When using a common factor score in twin models (Fig. 5b), we found a much larger presence of C for conduct problems (80%) and CU traits (77%) than in the cross-sectional analyses. When we broke down each factor into within-reporter factors (Supplementary Figs. 4b and 5b), we can see that this large estimate of C was driven by parent-reports, for both conduct problems and CU traits. For ADHD symptoms, A accounted for the majority of variance, with minimal influence of D or E. Although significant C estimates in twin analyses did not reliably predict the presence of indirect genetic effects, where indirect genetic effects were detected in polygenic score analyses (i.e. for conduct problems), C was consistently significant in twin analyses.

Discussion

Polygenic scores hold great potential for better understanding the developmental aetiology of psychiatric and behavioural problems, including externalising phenotypes. However, studies that examine associations between polygenic scores and such outcomes should also investigate possible sources of passive gene-environment correlation (rGE). Passive rGE may confound associations between individuals’ direct genetic liability and subsequent behaviour, so before we conclude that polygenic scores represent direct genetic risk, this assumption should be examined. We tested for indirect genetic effects on associations between a polygenic score for externalising (derived from a GWAS of over one million people of European Ancestry [27]; and parent-, teacher- and self-reported measures of conduct problems, ADHD symptoms, and callous-unemotional (CU) traits by using dizygotic twin pairs from a developmental twin cohort. Findings from our main, pre-registered analyses suggested that this externalising polygenic score is a good index of direct genetic influence on conduct and ADHD-related symptoms across development, with minimal bias from rGE. For CU traits, the polygenic score predicted less variance.

In cross-sectional analyses we found no statistically significant indirect genetic effects on either conduct problems or ADHD-related symptoms at any age or for any reporter, except teacher-reported conduct problems at age 9. This aligns with previous research, which describes minimal attenuation of associations between externalising polygenic scores and externalising phenotypes when controlling for potential passive rGE confounding [27,28,29]. It is possible that the indirect genetic effects found on teacher-reported conduct problems at age 9 is a spurious finding: the TEDS sample at age 9 was half the size of other timepoints, with non-significant direct genetic effects.

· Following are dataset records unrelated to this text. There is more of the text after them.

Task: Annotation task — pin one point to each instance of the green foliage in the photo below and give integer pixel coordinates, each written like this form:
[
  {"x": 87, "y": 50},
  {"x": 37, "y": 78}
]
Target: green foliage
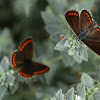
[
  {"x": 6, "y": 78},
  {"x": 82, "y": 91},
  {"x": 59, "y": 25},
  {"x": 67, "y": 57}
]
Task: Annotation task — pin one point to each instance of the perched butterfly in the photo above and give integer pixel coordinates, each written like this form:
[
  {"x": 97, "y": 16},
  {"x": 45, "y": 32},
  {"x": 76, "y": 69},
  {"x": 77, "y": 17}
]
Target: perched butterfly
[
  {"x": 84, "y": 27},
  {"x": 22, "y": 60}
]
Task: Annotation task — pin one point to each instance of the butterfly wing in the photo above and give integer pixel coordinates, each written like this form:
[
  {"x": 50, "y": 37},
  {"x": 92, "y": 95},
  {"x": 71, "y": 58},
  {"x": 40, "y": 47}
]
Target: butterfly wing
[
  {"x": 25, "y": 51},
  {"x": 33, "y": 69},
  {"x": 93, "y": 40},
  {"x": 85, "y": 20},
  {"x": 72, "y": 17}
]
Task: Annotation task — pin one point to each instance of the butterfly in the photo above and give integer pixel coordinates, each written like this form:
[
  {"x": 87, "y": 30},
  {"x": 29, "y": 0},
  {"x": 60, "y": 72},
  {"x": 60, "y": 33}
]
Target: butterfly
[
  {"x": 85, "y": 28},
  {"x": 22, "y": 60}
]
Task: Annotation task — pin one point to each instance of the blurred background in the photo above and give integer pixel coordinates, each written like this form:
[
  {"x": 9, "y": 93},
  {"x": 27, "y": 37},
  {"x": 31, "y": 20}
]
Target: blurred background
[{"x": 44, "y": 20}]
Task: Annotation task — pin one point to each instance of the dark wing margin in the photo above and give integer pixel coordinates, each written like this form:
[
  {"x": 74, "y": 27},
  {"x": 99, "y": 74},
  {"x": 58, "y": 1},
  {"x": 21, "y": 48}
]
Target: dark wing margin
[
  {"x": 16, "y": 59},
  {"x": 72, "y": 17}
]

For parent and child reported conduct problems at age 9, neither direct nor indirect effects appeared significant, suggesting we lacked the power to accurately decompose the signal in the data available at this time point. Overall, in this sample of developing children, the externalising polygenic score served as a good marker of direct genetic influence on conduct problems and ADHD symptoms, seemingly unbiased by indirect genetic effects such as population stratification and genetic nurture.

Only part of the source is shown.